The Editorial Board, embodying the “values” of the NY Times, said Trump “incited” the crowd. In fact, Trump asked the crowd to proceed “peacefully and patriotically,” but those are fighting words, right?
The confusion got worse and worse the further I got into the insane manifesto by The Editorial Board. They warn about “regular citizens who threaten election officials and other public servants.”
Wouldn’t you know it, my notes have a direction: “vide Joe Biden, 2018,” which took me to a story describing what Biden said he would have done had he met Trump face-to-face: “I’d smack him in the mouth.”
The actor Robert De Niro experienced similar urges. “I’d like to punch him in the face,” he said.
Remember Kathy Griffin? She was the comedienne who pranced about with a make-believe bloody, severed head of Trump.
It turns out that a lot of “regular citizens” were out there threatening to stab, blow up, shoot, burn, suffocate, or beat Trump to death (Hanson once compiled an inventory of the intended means of execution). But that was OK, just as it was OK that Madonna, when not offering to fellate Hillary voters, fantasized about “blowing up” the White House, because, well, you know, Trump.
The truly insidious thing about this dark effusion from The Editorial Board is its rejection of ordinary politics.
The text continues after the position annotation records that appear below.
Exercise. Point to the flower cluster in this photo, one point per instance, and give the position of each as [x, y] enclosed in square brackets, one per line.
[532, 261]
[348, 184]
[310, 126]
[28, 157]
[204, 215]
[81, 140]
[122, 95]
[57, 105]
Its description of Trump’s tenure is a calumny on a man who had perhaps the single most successful first presidential term in the history of the republic.
But forget that—dispute it even.
The Editorial Board won’t let it go. It might seem that normality has reasserted itself (call upon your inner Coleridge here and deploy a “willing suspension of disbelief”: obviously Joe Biden is not “normal”—just pretend).
No, everything is much worse than you think. “Regular citizens,” most of the Republican Party and followers of Trump: They’re all enemies of our democracy, an “existential threat” to the Republic.
So says the Editorial Board of the NY Times.
“Polling finds that the overwhelming majority of Republicans believe that President Biden was not legitimately elected,” the board’s op-ed reads.
Er, quite right, Kemo Sabe. And your point is?
This desperate, overwrought screed purports to warn us about the presence of many “dangerous … extremists” in our midst, violence-prone folks who would suppress voter rights and destroy our democracy.
The irony is that the Editorial Board might be right about that. Their mistake was in not realizing that they were writing with a mirror in front of them.
In other words, the danger that they warn about isn’t “out there” among the unwashed multitude that the clean, well-educated, and neatly coiffed TimesWorld despises.
No, the danger is with them: They represent the “existential threat” that they see in others.
Who will tell them?
Views expressed in this article are the opinions of the author and do not necessarily reflect the views of The Epoch Times.